Lebanese American University


For the first time in Lebanon LAU holds Japanese Noh theater activities

Dr. Naohiko Umewaka, a well-known Noh master, led LAU events on this form of classical Japanese drama that has been performed since the 14th century.


Noh master Dr. Naohiko Umewaka (right) teaching Noh dance techniques to Lebanese actors and performing arts students.


A Lebanese actor during the performance of Umewaka's The Italian Restaurant at LAU.


Umewaka explaining the Japanese Noh theater tradition in the Gulbenkian Theatre, Beirut campus.


Umewaka teaching concentration techniques to the workshop participants.


Workshop participants rehearsing for The Italian Restaurant, a play written and directed by Umewaka.


Scene from The Italian Restaurant.

Click on any photo above to view all six images

When Dr. Naohiko Umewaka started talking about Noh theater, a form of classical Japanese musical drama that has been performed since the 14th century, the entire audience at LAU’s Gulbenkian Theatre was mesmerized.

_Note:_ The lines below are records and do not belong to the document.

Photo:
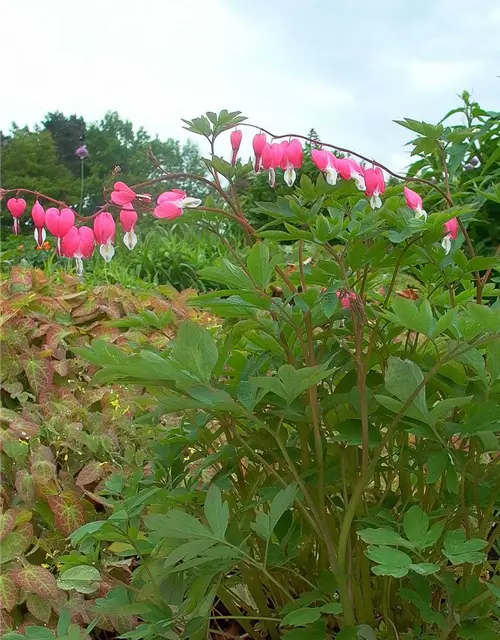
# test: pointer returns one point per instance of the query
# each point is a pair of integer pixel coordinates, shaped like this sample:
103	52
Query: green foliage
321	462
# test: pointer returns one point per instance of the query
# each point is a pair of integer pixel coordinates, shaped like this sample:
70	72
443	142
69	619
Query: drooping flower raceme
293	154
16	206
345	298
82	152
104	233
326	162
375	186
272	155
78	243
350	169
38	216
451	232
414	202
128	220
171	204
259	142
236	136
122	194
59	223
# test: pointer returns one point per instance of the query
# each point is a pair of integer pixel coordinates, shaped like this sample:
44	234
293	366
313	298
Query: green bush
334	473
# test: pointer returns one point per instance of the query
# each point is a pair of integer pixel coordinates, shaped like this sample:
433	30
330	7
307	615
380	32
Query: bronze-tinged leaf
68	512
43	472
6	622
20	279
90	473
25	486
61	367
7	522
39	372
9	592
39	607
37	580
16	542
18	426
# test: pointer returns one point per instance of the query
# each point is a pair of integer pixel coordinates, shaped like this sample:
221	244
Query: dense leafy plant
61	439
334	472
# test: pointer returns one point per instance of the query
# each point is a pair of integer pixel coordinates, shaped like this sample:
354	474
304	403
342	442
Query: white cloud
441	76
157	61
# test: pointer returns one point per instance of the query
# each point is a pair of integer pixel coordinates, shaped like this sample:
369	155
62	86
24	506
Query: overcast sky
345	68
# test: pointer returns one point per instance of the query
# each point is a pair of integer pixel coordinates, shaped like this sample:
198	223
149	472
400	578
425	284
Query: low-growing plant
334	473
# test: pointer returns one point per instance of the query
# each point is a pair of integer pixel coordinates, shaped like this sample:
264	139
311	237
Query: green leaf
301	617
413	317
458	550
195	351
415	524
391	562
177	524
281	503
216	512
82	578
436	466
402	378
331	608
382	536
445	322
258	264
425	568
9	592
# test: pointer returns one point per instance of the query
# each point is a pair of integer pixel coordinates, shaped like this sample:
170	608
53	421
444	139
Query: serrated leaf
9	592
82	578
391	561
415	524
458	550
38	607
425	568
382	536
68	512
91	472
38	580
301	617
16	542
402	378
7	522
216	511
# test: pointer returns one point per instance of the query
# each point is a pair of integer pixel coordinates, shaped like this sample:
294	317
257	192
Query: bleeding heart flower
123	194
78	243
259	142
272	155
171	204
349	168
236	136
104	233
345	297
128	220
293	154
451	231
38	216
326	162
414	202
16	206
59	223
375	186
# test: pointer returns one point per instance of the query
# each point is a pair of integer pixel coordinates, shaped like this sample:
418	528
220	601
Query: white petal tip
446	244
130	240
290	176
107	251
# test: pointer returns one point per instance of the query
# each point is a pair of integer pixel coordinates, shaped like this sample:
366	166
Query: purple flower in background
82	152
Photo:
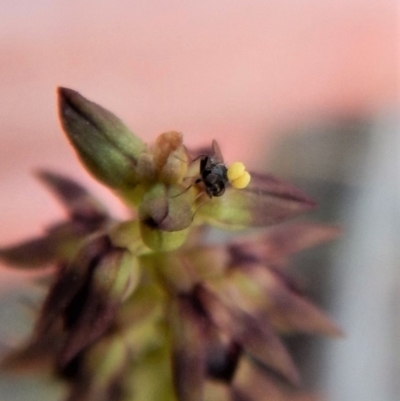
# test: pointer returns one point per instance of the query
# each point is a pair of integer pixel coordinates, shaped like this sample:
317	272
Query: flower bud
170	157
165	215
103	143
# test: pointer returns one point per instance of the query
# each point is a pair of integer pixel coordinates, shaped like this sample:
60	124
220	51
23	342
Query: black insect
213	172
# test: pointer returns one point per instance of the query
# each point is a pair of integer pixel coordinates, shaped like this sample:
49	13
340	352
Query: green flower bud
104	144
170	157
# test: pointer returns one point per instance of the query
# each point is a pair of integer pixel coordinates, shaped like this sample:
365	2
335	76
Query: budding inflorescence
145	300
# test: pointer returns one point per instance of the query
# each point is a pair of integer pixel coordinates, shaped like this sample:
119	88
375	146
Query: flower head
143	309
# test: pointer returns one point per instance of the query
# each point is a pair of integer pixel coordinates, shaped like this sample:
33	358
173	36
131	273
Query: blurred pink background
243	72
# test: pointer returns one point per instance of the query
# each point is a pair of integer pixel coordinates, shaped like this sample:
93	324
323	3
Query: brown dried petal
188	350
79	204
112	277
69	283
34	253
282	241
254	334
287	310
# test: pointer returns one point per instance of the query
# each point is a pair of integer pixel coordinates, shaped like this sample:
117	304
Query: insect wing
267	200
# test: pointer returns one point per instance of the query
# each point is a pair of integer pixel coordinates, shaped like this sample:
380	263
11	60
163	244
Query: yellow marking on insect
238	177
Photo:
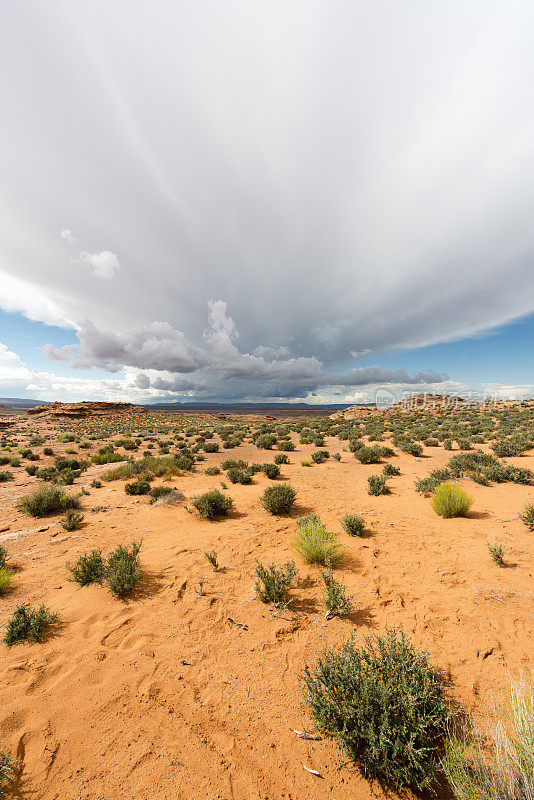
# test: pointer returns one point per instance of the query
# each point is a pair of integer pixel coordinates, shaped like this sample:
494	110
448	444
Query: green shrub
213	504
527	516
368	455
497	554
123	569
46	500
141	486
314	543
279	499
237	475
7	772
211	447
28	622
89	568
72	520
509	447
122	473
377	485
271	470
6	579
384	705
281	458
272	582
212	558
212	471
450	500
336	599
353	524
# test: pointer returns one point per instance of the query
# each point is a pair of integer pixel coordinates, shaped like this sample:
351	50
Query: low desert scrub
497	554
495	764
211	557
279	499
272	582
89	568
122	473
336	599
72	520
238	475
384	705
314	543
28	623
46	500
353	524
527	516
271	470
377	485
159	491
120	570
141	486
123	569
450	500
7	772
390	470
213	504
212	471
6	579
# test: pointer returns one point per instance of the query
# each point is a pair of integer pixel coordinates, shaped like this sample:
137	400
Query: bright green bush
450	500
315	544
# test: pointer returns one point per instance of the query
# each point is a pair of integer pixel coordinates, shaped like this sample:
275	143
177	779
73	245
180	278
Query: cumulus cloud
357	182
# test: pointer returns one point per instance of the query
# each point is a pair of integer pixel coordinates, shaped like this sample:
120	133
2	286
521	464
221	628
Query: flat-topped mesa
86	408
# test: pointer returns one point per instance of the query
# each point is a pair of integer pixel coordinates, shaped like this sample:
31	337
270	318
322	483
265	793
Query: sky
233	200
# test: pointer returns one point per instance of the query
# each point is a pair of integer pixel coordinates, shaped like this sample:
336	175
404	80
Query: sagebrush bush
527	516
450	500
336	599
46	500
272	582
377	485
384	705
271	470
279	499
89	568
28	622
141	486
7	772
353	524
123	570
497	554
315	544
6	579
390	470
212	471
281	458
72	520
213	504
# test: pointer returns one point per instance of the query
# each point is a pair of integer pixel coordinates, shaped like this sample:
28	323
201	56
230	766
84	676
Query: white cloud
104	265
357	182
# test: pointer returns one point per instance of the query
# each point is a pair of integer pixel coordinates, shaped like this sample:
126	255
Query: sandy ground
161	696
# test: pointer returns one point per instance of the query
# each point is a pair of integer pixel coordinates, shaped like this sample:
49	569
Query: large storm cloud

Wearing his traditional kimono, the well-known Noh master demonstrated the techniques of the art form during a lecture, which was held on August 28 as part of the “Noh Theater at LAU” activities — the first of their kind in Lebanon — that took place on the Beirut campus in the end of August and beginning of September.

Umewaka said only male actors traditionally performed Noh plays — women were allowed to act only 80 years ago. He showed a traditional ritual Noh actors perform at the beginning of a performance when they salute the audience and their fellow performers. He explained traditional concentration exercises performers could use, and the specific way they should move around the stage. He also stressed the importance of showing pure — even exaggerated — emotions.

“His lecture was fantastic,” says Dr. Mona Knio, LAU associate professor of arts and communication. “He talked for two hours and then the students cornered him at the reception and asked questions for another two hours. It’s such a satisfaction to have him here,” she adds.

Besides the lecture/demo, Umewaka also led a Noh theater workshop that gathered around 20 professional actors and performing arts university students at LAU for eight days between August 29 and September 8.

During the workshop, the participants auditioned and rehearsed for Umewaka’s newest play, The Italian Restaurant, which was performed in Arabic on the Gulbenkian stage on September 8. It is a ghost story — as per Noh theater tradition — that takes place in a restaurant, Umewaka explains.

Noh theater “was so new to us,” Ahla Mawad, a professional actress who took part in the workshop, said during a rehearsal. “I had an idea about it from my theater history course in university and I have a passion to learn about any kind of theater. Now I am so fascinated that I can’t sleep at night and I write notes about what he had said to us during the day,” she added.

Umewaka says it is the first time he holds a workshop in Lebanon, although he has been married to a Lebanese for 26 years. “I know it is new to them [the participants], but most of them did very well,” he adds.

Umewaka started acting at the age of 3 and played his first main role six years later, following in the footsteps of his father, the late Naoyoshi Umewaka, who is considered a legendary Noh actor.

In 1995 Umewaka received a doctorate in drama from the University of London, where he now teaches as a visiting professor. He is also an associate professor in arts management at Shizuoka University of Art and Culture. Leader of the Umewaka Noh Theater Troupe, he has composed, choreographed and directed a number of new Noh plays.

The Noh activities at LAU were organized by LAU’s Department of Arts and Communication in collaboration with the Embassy of Japan in Lebanon and the Arab Theater Training Center.